How much to own everything in 1000 years?

It’s also the situation in H.G. Wells’s When The Sleeper Wakes (1899; revised version The Sleeper Awakes 1910).

But in 40 generations, Bill Gates’ wealth won’t still be concentrated in one person’s hands. There are inheritance taxes, and the fact that his three or four kids will leave it their three or four kids, etc. until it is sufficiently diluted.

Our hypothetical is the opposite of that. You make a good point, not everyone alive on earth in 40 generations, but at least six billion people (since every man, woman, and child now will invest).

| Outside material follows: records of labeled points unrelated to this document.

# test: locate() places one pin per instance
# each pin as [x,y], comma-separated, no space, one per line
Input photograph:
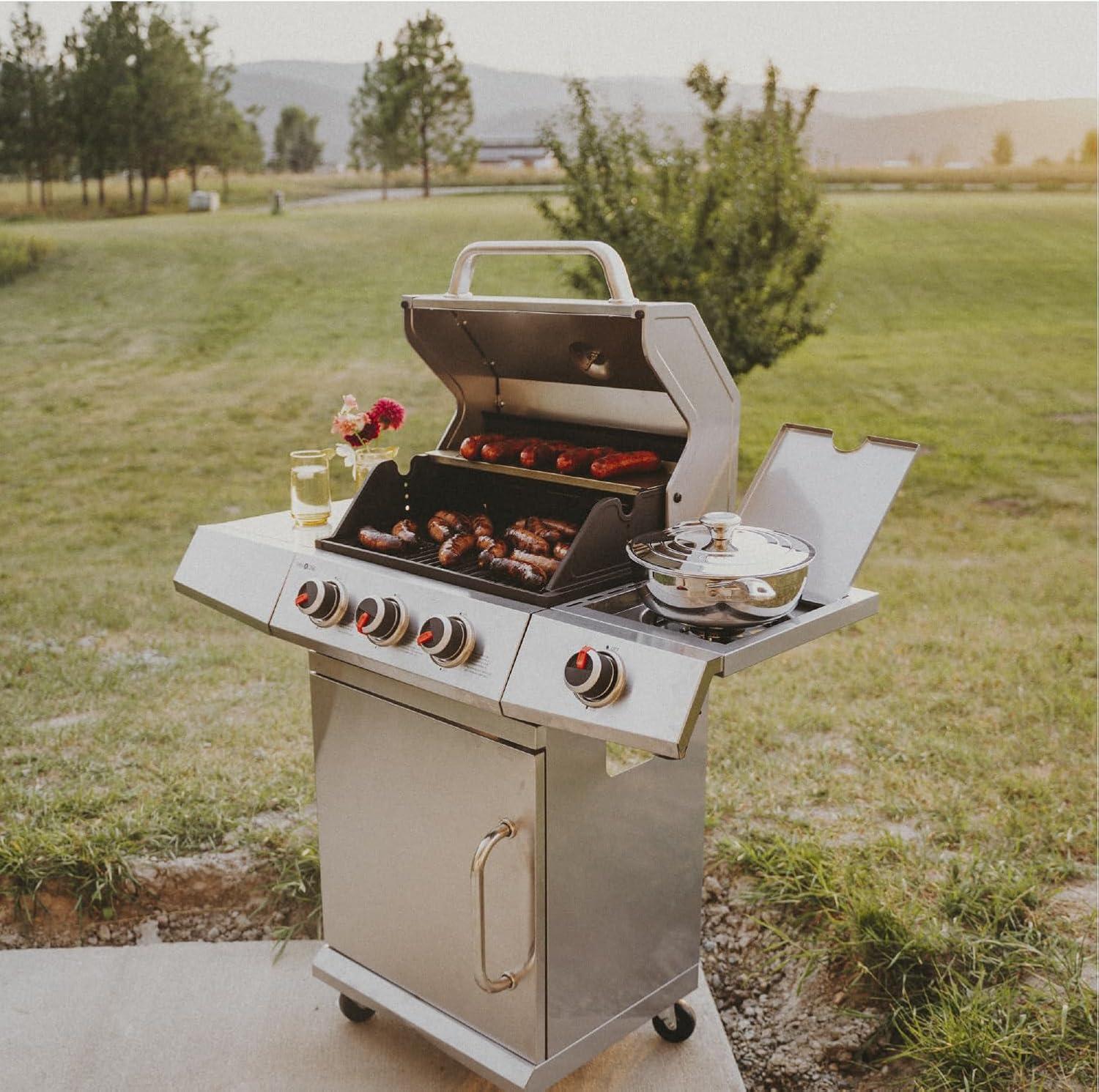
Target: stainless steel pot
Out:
[716,573]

If were are to go on your contention that inflation will rise at the same rate as your investment, and it won’t matter, then why do it in the short term? Why should I invest in stocks, bonds, savings, etc. if these things only rise on par with inflation. I think history shows that not to be true, so why would that happen in the long run?

Go back and read my second post. If you invest in wealth creating assets then you may be able to achieve steady interest and experience inflation-adjusted exponential growth. This will put you in a better position than those who do not do so, which is why it is a worthwhile thing to do. By owning a wealth creating asset you can have its wealth output without doing work. This gives you wealth. You can use that wealth to buy the services of others. This makes you wealthier than them.

However, it is beyond obvious that all else being equal, you will not achieve greater growth than someone else who owns other wealth creating assets. And given that it is precisely the same people that, in a thousand years, you will be trying to buy the assets from, the whole scenario doesn’t work.

My favorite was that the cool, high-tech, multi-screen Visiphone had a chalkboard in the middle of it, complete with a little tray for the chalk! It wasn’t clear, though, if the author envisioned that the “oblong space” upon which the professor wrote with chalk was transmitting the chalk marks itself, or if there was supposed to be another camera focused on the oblong space.